Use `process.env.SPECKIT_RUN_BENCHMARKS=true` gate. If not set, benches skip with `it.skipIf(!process.env.SPECKIT_RUN_BENCHMARKS)`.

### 15. `README.md`

Suite overview. Sections:
- **Purpose** — one paragraph
- **How to run** — `cd .opencode/skills/system-spec-kit && npx vitest run mcp_server/tests/local-llm-features` for functional, `SPECKIT_RUN_BENCHMARKS=true npx vitest bench mcp_server/tests/local-llm-features/performance` for perf
- **Test groups** — table of 10 functional groups + 4 perf benches with one-line summary each
- **Skip conditions** — when each test group skips (model not downloaded, llama-cpp not installed, non-Apple platform)
- **Baseline format** — JSON schema for `performance/baselines/*.json`
- **Maintenance** — how to add new feature tests (cite the doc, add test, run)

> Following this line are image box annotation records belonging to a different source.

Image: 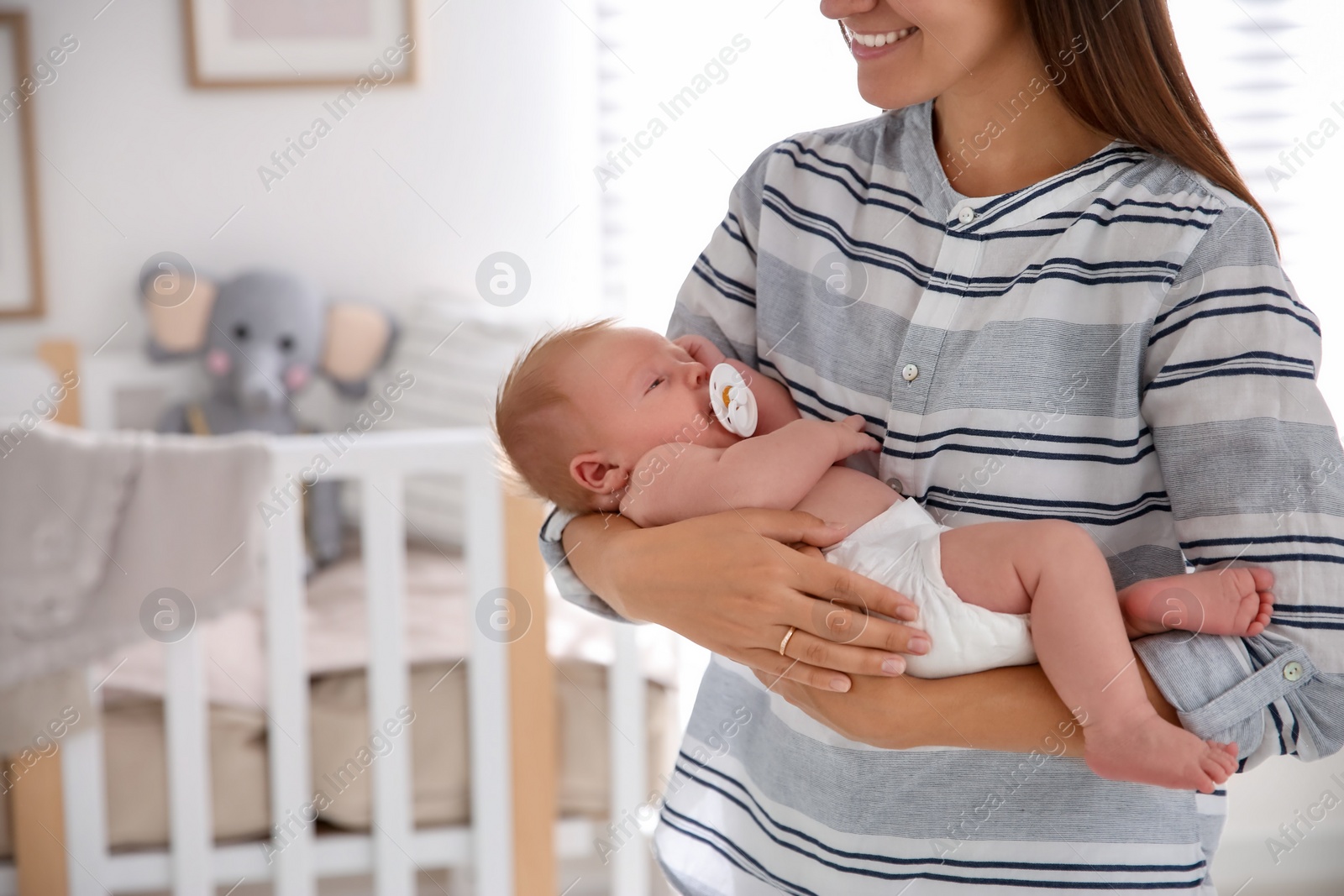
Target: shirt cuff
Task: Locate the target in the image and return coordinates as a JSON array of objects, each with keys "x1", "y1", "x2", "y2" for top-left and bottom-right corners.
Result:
[
  {"x1": 1134, "y1": 631, "x2": 1315, "y2": 760},
  {"x1": 539, "y1": 505, "x2": 627, "y2": 622}
]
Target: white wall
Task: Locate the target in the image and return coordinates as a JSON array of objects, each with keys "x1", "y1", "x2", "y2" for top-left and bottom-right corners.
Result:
[{"x1": 0, "y1": 0, "x2": 596, "y2": 354}]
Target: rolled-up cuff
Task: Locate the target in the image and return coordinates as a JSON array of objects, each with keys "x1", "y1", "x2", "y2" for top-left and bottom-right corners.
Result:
[
  {"x1": 1134, "y1": 631, "x2": 1315, "y2": 757},
  {"x1": 539, "y1": 506, "x2": 627, "y2": 622}
]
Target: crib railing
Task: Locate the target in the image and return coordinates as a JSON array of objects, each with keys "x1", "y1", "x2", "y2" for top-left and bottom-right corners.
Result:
[{"x1": 62, "y1": 428, "x2": 649, "y2": 896}]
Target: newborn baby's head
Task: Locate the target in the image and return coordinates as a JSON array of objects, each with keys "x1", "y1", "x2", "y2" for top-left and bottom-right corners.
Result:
[{"x1": 495, "y1": 320, "x2": 731, "y2": 511}]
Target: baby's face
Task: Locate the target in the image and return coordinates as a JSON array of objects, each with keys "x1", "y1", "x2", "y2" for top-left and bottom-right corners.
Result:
[{"x1": 562, "y1": 329, "x2": 735, "y2": 468}]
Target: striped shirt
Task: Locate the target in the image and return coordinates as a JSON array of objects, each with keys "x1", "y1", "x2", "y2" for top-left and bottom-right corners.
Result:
[{"x1": 542, "y1": 103, "x2": 1344, "y2": 896}]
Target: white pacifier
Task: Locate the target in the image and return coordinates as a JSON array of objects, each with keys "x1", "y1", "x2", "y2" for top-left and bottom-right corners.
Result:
[{"x1": 710, "y1": 364, "x2": 757, "y2": 438}]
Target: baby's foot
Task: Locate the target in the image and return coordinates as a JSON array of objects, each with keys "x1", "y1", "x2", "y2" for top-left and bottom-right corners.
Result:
[
  {"x1": 1120, "y1": 567, "x2": 1274, "y2": 637},
  {"x1": 1084, "y1": 712, "x2": 1236, "y2": 794}
]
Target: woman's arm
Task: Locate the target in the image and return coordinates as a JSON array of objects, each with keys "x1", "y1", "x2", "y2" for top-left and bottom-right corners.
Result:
[
  {"x1": 563, "y1": 509, "x2": 927, "y2": 690},
  {"x1": 757, "y1": 652, "x2": 1180, "y2": 757},
  {"x1": 1134, "y1": 207, "x2": 1344, "y2": 767}
]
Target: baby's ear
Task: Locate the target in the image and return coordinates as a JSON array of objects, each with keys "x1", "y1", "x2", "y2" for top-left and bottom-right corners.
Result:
[{"x1": 570, "y1": 451, "x2": 627, "y2": 495}]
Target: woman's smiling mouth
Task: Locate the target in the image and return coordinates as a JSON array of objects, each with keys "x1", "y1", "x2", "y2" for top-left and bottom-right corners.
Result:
[{"x1": 845, "y1": 25, "x2": 919, "y2": 59}]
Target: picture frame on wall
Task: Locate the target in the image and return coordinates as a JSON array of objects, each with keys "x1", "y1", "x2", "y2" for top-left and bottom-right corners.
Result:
[
  {"x1": 183, "y1": 0, "x2": 417, "y2": 87},
  {"x1": 0, "y1": 11, "x2": 45, "y2": 318}
]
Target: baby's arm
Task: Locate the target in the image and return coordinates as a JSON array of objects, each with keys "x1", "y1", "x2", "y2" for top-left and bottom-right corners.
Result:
[
  {"x1": 672, "y1": 334, "x2": 802, "y2": 435},
  {"x1": 621, "y1": 416, "x2": 879, "y2": 527}
]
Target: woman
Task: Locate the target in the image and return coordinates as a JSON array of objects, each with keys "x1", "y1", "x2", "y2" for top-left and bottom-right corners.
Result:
[{"x1": 543, "y1": 0, "x2": 1344, "y2": 896}]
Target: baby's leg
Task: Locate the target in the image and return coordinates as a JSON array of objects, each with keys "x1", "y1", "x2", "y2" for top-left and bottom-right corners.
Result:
[
  {"x1": 1120, "y1": 567, "x2": 1274, "y2": 637},
  {"x1": 941, "y1": 520, "x2": 1236, "y2": 793}
]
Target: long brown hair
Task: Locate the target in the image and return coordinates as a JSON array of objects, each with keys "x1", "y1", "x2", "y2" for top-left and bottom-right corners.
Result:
[{"x1": 1021, "y1": 0, "x2": 1278, "y2": 246}]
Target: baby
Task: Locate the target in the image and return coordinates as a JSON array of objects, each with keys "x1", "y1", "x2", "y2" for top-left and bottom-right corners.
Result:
[{"x1": 495, "y1": 321, "x2": 1274, "y2": 793}]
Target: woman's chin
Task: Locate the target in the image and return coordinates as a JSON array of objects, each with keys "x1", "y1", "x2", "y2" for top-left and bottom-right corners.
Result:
[{"x1": 858, "y1": 75, "x2": 938, "y2": 109}]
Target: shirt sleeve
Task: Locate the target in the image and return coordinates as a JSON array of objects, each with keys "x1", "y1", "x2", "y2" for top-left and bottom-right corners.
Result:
[
  {"x1": 1134, "y1": 206, "x2": 1344, "y2": 768},
  {"x1": 540, "y1": 146, "x2": 775, "y2": 619}
]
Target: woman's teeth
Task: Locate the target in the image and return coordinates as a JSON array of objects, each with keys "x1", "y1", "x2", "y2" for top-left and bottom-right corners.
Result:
[{"x1": 849, "y1": 29, "x2": 919, "y2": 47}]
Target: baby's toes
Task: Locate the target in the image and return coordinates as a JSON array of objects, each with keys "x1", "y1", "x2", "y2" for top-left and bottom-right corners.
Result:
[
  {"x1": 1199, "y1": 750, "x2": 1234, "y2": 793},
  {"x1": 1246, "y1": 591, "x2": 1274, "y2": 638}
]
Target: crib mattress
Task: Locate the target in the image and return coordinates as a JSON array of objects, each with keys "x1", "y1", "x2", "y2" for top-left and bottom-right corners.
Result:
[{"x1": 0, "y1": 659, "x2": 675, "y2": 854}]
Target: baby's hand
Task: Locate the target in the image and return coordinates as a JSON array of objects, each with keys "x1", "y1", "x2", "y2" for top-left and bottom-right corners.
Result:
[
  {"x1": 831, "y1": 414, "x2": 882, "y2": 459},
  {"x1": 672, "y1": 333, "x2": 728, "y2": 371}
]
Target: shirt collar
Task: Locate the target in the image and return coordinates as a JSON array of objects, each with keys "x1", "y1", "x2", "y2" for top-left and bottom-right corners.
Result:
[{"x1": 889, "y1": 99, "x2": 1147, "y2": 233}]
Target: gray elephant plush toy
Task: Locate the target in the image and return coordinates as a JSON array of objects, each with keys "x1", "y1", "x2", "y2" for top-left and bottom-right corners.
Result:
[{"x1": 139, "y1": 270, "x2": 396, "y2": 565}]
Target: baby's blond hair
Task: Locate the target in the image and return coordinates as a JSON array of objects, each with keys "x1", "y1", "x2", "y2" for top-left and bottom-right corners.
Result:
[{"x1": 495, "y1": 317, "x2": 617, "y2": 513}]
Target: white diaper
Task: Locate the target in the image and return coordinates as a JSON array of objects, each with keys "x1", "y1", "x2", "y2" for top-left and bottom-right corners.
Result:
[{"x1": 825, "y1": 500, "x2": 1037, "y2": 679}]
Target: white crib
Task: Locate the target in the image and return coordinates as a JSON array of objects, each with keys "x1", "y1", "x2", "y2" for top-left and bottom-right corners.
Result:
[{"x1": 0, "y1": 346, "x2": 649, "y2": 896}]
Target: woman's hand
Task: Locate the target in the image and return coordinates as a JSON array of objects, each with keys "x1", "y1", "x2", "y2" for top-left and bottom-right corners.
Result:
[{"x1": 564, "y1": 509, "x2": 929, "y2": 690}]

### 16. `performance/baselines/README.md`

One-paragraph note: "Perf baseline JSON files are written here by .bench.ts runs. Schema: provider/model/dim/dtype/p50_ms/p95_ms/p99_ms/runs. Commit only when intentionally updating the baseline for a measured improvement; do NOT commit noisy CI-only variations."

## TECHNICAL NOTES

- Vitest config is at `.opencode/skills/system-spec-kit/mcp_server/vitest.config.ts` (don't modify)
- Existing tests in `.opencode/skills/system-spec-kit/mcp_server/tests/embeddings.vitest.ts` are good reference for mocking patterns
- Use `vi.mock('../../../shared/embeddings/llama-cpp-availability.js', () => ({ getLlamaCppAvailability: vi.fn() }))` to control availability per test
- For env-mutation tests, use `const originalEnv = { ...process.env }; afterEach(() => { process.env = { ...originalEnv }; });`
- For temp-dir tests, always rm -rf in `afterEach`

## ACCEPTANCE

After writing all 16 files:
- `bash -n` on shell snippets if any
- TypeScript syntax checks: `find tests/local-llm-features -name '*.ts' | xargs npx tsc --noEmit --target esnext --module nodenext --moduleResolution nodenext --strict false 2>&1 | head -20` (best-effort)
- Each .vitest.ts has at least 1 `describe` and 1 `it` block
- README.md is human-readable, ≥800 chars
- No imports from `node_modules/` paths (use package names)

## REPORT

```
BATCH 13 (test suite) REPORT
File: <path> — <N test cases> — <one-line purpose>
...
Scope violations: <none | list>
Files created: <N>
Total LOC: <approx>
```

No commits. No git. Do not run vitest. Stop after the report.